Lawrence Kanyuka répondait alors au chef de l’État congolais qui, quelques jours plus tôt à la tribune de la 78e session de l’Assemblée générale des Nations unies, à New York, avait une nouvelle fois écarté l’idée d’un dialogue avec le M23.
Offensive des FARDC
Combien de temps ce cessez-le-feu si fragile peut-il durer ? Depuis plusieurs mois, Goma bruisse de rumeurs d’une offensive imminente des FARDC. Certaines sources évoquaient même la date de juillet ou de septembre, sans que cela ne se concrétise.

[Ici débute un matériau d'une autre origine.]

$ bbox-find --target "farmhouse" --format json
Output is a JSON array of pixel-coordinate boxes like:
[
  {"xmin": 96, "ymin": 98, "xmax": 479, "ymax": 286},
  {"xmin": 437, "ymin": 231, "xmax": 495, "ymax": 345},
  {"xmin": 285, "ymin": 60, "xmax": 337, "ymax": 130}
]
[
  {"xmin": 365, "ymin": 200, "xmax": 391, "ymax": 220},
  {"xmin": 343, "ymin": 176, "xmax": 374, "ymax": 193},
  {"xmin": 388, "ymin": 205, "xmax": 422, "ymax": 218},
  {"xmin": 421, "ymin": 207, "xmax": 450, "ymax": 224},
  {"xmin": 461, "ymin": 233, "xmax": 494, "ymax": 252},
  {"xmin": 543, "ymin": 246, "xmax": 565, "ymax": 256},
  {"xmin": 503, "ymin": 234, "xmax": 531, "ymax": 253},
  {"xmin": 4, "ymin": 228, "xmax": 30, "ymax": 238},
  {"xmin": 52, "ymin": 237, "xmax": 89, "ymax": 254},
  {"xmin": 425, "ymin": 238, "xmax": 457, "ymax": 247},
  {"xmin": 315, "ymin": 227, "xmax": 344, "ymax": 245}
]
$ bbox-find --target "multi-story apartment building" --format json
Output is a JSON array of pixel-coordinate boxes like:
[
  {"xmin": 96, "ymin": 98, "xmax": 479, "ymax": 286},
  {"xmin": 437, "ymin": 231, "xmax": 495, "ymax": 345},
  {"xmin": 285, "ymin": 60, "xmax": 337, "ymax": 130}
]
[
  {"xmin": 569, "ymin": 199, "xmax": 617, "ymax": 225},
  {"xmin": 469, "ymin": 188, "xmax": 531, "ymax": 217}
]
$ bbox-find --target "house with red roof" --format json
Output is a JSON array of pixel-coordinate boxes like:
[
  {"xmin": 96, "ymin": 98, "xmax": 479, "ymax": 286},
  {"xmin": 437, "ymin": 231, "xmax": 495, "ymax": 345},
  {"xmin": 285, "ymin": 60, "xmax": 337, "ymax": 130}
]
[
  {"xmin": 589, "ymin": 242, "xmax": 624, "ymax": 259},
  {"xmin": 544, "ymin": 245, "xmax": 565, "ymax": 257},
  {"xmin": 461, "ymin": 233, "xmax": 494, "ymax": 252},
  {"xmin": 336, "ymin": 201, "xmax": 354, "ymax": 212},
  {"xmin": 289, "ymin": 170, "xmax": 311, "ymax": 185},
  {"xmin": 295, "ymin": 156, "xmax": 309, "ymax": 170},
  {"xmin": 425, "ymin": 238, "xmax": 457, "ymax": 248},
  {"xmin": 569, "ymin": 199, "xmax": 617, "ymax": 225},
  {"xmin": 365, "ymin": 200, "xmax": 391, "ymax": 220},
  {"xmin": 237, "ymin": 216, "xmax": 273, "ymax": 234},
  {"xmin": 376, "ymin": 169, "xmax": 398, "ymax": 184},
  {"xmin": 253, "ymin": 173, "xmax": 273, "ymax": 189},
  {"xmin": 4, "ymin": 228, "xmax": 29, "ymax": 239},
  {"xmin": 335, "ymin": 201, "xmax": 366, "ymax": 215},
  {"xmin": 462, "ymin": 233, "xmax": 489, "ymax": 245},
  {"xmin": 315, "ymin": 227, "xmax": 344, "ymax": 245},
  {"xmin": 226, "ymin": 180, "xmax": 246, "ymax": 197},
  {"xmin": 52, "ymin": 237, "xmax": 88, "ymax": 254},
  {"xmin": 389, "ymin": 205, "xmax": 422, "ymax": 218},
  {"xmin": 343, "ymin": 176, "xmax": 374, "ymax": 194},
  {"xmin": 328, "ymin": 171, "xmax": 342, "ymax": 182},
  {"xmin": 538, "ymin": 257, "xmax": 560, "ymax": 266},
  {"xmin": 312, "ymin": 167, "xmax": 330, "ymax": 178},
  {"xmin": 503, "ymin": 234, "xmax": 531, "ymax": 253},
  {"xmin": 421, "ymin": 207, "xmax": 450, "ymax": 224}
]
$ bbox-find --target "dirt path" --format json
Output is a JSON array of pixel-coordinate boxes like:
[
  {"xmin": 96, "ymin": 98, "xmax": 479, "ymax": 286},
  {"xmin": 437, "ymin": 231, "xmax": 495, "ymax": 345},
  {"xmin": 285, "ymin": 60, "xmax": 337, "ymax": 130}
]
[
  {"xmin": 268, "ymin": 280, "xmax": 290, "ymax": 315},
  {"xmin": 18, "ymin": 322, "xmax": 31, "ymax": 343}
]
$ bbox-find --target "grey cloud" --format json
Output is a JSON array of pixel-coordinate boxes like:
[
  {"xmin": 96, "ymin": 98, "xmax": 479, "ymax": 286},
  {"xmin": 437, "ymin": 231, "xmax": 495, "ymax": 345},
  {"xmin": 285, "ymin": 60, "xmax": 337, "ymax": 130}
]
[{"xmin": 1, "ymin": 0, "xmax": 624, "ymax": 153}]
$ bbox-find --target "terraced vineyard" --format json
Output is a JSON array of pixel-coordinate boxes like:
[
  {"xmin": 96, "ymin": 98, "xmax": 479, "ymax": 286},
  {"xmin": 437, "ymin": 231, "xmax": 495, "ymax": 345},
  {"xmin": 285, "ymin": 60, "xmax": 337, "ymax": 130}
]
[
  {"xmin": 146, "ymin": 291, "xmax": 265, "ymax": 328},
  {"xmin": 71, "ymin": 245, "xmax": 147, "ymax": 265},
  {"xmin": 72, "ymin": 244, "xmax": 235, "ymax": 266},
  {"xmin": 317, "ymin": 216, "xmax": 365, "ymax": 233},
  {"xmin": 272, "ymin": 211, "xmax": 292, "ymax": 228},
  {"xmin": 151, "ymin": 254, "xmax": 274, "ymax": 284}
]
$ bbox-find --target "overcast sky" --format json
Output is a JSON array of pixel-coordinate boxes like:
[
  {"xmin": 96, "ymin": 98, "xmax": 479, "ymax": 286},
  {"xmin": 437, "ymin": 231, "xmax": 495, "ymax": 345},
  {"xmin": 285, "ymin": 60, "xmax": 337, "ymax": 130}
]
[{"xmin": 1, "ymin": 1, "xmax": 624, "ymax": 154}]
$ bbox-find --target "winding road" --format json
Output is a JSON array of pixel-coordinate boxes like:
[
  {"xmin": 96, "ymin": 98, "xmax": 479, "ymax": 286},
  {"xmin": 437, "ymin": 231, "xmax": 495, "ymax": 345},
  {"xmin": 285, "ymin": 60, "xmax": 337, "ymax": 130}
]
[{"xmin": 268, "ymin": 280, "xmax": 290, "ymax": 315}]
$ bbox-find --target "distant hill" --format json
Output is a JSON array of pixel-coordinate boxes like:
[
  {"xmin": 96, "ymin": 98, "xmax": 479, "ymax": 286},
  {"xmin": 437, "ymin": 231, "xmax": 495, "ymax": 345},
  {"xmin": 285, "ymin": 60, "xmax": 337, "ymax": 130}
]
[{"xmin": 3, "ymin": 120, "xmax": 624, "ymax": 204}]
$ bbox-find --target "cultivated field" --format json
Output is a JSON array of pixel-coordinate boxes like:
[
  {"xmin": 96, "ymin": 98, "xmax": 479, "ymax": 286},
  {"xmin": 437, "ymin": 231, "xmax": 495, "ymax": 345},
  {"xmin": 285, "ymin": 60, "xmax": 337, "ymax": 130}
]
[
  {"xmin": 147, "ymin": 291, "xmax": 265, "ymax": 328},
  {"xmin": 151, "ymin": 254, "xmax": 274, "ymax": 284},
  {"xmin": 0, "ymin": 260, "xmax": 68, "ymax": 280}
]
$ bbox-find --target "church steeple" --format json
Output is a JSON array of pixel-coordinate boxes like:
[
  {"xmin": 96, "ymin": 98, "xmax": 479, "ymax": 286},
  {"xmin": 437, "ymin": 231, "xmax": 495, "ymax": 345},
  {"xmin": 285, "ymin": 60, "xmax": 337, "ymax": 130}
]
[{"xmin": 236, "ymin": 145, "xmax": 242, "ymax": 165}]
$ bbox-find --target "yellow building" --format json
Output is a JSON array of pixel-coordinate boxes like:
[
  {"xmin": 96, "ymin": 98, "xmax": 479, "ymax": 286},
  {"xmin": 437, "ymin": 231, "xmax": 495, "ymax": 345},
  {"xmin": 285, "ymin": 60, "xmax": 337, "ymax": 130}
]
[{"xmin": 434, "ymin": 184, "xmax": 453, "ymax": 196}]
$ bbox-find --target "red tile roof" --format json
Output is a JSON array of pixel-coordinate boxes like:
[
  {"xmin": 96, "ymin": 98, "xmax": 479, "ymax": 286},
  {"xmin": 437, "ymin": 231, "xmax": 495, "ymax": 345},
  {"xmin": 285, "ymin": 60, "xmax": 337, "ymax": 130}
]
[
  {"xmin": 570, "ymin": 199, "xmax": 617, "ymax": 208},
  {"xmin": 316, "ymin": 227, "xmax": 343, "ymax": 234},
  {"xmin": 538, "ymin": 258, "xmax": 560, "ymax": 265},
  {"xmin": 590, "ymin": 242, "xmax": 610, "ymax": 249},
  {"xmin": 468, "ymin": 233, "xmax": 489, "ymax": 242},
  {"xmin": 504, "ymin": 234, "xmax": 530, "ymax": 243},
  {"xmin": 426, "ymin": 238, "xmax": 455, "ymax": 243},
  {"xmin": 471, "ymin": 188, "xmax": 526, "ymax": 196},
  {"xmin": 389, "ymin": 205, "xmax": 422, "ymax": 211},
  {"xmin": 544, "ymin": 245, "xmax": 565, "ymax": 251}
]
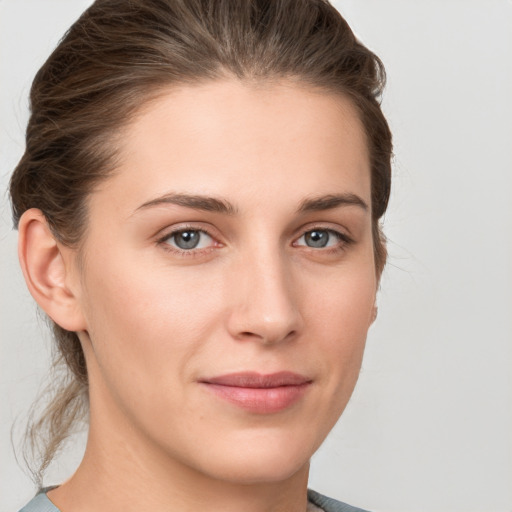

L’ARMÉE A COMMENCÉ À POSER LES JALONS. ELLE N’EST PAS ENCORE PRÊTE, MAIS L’OFFENSIVE ARRIVERA TÔT OU TARD
L’armée congolaise a malgré tout considérablement renforcé ses positions. Des contingents de la Garde républicaine, formée par des instructeurs israéliens, ont rejoint la capitale du Nord-Kivu. L’aéroport de Kavumu (Sud-Kivu) est lui en pleine réfection et accueillera prochainement les trois drones de combat CH-4, acquis au début de l’année 2023 par l’État congolais auprès de la société China Aerospace Science and Technology Corporation (CASC) pour 150 millions de dollars.
« L’armée a commencé à poser les jalons. Elle n’est pas encore prête, mais l’offensive arrivera tôt ou tard », assure un haut-gradé.